Leilong offered a charming, unrepentant shrug. "The world was looking particularly sharp today. I decided to take the long path and appreciate the view."
"Hmph. You always did treat the world like your personal garden," she scolded, though the hardness in her eyes softened just a fraction.
Leiyun giggled, leaning in toward him. "Still taking 'the long path,' little brother? Or were you just busy charming the help again?"
Leilong glanced at Yanruo, then back to his sister. "I'll have you know it was a sincere compliment. Though perhaps I should commission an array for my room—privacy seems to be a foreign concept in this family."
Leiyun smirked. "If she's the most beautiful sight you've seen, where does that leave Mother and me? Third and fourth?"
"Enough," their mother interrupted. The word wasn't loud, but it cut through the banter like a blade. "We aren't here for jests."
She turned her gaze fully on Leilong. "Your father is attending the Ancestors' sermon. He has entrusted the ritual to me. The Thunder Bath is at its peak. Are you ready for what comes next?"
Leilong's playful demeanor vanished. He felt the hair on his arms beginning to rise. "I am."
"Then follow."
They ascended to the absolute summit, where the atmosphere was so thick with ozone it tasted like copper on the tongue. In a natural stone basin lay a pool of bubbling, violet liquid.
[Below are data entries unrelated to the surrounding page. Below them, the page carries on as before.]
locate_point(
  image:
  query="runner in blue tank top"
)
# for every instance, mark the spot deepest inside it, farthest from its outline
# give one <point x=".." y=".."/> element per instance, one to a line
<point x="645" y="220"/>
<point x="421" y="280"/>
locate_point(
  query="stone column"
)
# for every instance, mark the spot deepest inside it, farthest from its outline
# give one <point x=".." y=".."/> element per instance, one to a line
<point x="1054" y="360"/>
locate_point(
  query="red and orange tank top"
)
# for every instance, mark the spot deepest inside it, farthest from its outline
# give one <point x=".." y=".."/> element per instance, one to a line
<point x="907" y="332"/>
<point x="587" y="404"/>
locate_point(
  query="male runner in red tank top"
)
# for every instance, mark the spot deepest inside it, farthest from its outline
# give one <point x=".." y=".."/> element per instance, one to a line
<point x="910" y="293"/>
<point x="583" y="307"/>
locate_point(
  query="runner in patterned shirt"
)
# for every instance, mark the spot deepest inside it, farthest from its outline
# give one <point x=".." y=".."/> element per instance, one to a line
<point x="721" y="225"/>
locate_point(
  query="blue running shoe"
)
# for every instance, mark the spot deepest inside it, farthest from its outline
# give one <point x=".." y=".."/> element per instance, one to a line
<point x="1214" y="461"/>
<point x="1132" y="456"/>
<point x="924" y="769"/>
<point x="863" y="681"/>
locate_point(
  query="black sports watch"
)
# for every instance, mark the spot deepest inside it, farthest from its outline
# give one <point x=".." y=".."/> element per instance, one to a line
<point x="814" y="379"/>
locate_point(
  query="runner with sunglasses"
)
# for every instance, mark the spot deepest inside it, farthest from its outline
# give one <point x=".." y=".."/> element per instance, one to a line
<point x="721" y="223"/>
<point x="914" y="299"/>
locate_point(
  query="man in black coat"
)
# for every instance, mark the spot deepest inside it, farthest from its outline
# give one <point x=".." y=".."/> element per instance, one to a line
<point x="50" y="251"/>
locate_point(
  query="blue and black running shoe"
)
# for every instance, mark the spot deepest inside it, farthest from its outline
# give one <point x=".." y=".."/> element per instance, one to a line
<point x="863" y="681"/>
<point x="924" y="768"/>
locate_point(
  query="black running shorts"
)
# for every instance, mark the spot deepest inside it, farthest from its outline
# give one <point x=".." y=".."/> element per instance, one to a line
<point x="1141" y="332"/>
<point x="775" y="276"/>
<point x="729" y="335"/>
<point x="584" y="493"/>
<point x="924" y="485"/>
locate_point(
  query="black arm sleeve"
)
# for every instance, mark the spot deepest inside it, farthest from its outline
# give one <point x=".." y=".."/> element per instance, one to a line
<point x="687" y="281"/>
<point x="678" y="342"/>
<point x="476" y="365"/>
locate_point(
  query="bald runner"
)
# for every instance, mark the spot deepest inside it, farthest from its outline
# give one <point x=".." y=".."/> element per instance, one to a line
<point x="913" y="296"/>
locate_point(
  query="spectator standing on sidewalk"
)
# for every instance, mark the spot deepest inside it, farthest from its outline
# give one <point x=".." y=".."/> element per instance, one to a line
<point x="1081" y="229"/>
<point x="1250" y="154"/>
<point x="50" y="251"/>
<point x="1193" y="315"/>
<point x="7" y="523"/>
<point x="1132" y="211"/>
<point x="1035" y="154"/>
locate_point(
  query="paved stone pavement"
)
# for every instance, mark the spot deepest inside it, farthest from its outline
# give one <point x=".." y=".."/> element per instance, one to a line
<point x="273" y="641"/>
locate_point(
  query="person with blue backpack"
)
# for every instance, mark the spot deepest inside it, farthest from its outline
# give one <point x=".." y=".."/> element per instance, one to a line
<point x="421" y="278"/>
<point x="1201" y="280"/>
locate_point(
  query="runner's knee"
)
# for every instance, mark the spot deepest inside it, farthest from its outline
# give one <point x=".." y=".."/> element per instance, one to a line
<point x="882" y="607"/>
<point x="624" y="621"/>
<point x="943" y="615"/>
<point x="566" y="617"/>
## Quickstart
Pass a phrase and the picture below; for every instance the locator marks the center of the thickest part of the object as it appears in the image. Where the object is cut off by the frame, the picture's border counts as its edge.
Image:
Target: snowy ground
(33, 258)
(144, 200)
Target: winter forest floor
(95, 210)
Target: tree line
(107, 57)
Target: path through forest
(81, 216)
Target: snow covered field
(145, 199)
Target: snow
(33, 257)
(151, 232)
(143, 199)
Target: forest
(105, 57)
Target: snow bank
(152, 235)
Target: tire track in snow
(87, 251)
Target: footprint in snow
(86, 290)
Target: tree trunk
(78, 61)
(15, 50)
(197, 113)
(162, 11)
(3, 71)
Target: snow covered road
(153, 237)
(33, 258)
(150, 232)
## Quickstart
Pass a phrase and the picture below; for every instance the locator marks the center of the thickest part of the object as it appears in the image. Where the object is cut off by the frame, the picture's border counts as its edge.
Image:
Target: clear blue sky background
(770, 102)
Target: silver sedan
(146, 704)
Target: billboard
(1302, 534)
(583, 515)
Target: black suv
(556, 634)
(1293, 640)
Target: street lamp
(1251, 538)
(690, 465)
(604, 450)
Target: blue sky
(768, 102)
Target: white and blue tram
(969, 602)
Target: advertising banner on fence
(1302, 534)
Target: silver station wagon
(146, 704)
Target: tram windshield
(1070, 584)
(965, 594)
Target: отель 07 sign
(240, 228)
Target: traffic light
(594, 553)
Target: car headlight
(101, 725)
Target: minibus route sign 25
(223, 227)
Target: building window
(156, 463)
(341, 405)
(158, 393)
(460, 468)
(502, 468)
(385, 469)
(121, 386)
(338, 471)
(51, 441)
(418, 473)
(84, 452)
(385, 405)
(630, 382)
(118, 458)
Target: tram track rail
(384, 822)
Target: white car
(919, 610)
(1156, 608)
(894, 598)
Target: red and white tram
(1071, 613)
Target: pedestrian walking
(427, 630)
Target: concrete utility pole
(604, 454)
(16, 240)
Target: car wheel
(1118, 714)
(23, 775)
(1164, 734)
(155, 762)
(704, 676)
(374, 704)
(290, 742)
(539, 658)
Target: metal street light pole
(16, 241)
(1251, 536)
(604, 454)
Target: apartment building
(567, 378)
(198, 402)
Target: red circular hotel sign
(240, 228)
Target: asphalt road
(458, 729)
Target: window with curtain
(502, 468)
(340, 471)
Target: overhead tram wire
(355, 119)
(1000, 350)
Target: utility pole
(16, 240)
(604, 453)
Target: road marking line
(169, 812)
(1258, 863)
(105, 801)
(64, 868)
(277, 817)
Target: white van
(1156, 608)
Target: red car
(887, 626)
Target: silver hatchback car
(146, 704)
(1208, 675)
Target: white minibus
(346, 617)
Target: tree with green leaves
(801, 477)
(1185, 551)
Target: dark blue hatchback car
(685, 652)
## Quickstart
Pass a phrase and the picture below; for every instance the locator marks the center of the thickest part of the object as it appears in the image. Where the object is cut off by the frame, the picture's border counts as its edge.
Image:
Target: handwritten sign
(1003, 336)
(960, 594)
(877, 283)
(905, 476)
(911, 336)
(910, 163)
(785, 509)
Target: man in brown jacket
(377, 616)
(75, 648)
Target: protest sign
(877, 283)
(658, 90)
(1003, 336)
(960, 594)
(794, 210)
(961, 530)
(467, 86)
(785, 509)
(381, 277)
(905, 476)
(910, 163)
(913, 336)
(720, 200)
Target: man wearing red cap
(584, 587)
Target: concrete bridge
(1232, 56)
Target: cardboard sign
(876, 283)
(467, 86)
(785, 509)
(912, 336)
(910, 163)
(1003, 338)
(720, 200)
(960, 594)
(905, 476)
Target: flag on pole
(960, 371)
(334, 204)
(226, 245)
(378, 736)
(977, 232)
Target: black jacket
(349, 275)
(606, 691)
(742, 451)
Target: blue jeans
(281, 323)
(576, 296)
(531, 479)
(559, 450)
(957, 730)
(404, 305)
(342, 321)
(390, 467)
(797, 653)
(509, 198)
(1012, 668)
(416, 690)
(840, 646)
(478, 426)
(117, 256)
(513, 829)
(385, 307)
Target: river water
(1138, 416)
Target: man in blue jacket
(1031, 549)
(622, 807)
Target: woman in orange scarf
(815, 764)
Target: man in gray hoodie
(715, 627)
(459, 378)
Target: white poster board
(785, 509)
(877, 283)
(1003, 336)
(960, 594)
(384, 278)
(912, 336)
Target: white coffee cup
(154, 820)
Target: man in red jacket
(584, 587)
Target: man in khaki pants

It glowed with an internal, rhythmic light. Arcs of white-hot lightning skittered across the surface like water-striders.
Seven silk flags, marked with the trigrams of power, snapped violently in a wind that only blew within the ritual circle. In the center of the pool stood the Thunder Gathering Pole—a spire of black metal etched with the Zhen symbol. It climbed so high its tip was lost in the swirling charcoal clouds above, a needle designed to prick the skin of the heavens.
"Prepare yourself," his mother whispered.
Leilong took a breath, clenching his fists to still the slight tremor of anticipation in his fingers. He stripped away his robes, the cold mountain air biting at his skin, and stepped to the edge.
He didn't hesitate. He dived.
The moment he hit the liquid, his world turned white. A numbing, bone-deep shock buckled his senses as the lightning began to map the pathways of his veins. He fought through the paralysis, dragging himself through the heavy violet water until his fingers locked around the freezing metal of the Gathering Pole.
His muscles seized. His teeth ground together so hard he tasted salt.
He looked back at his mother through the rising steam, his eyes burning with a fierce, violet light. "Start... it."
She nodded, her hands blurring through a sequence of mudras. Spiritual pressure erupted from her, slamming into the formation.
The change was instantaneous. The snapping flags went dead-still. The sky above turned from gray to an abyssal black. Storm clouds spiraled inward, groaning with a sound that vibrated in Leilong's very marrow.
The pole began to glow. First dull red, then a blinding, screaming violet.
Leilong threw his head back and let out a roar that was swallowed by the first strike of raw heaven-thunder. The baptism had begun.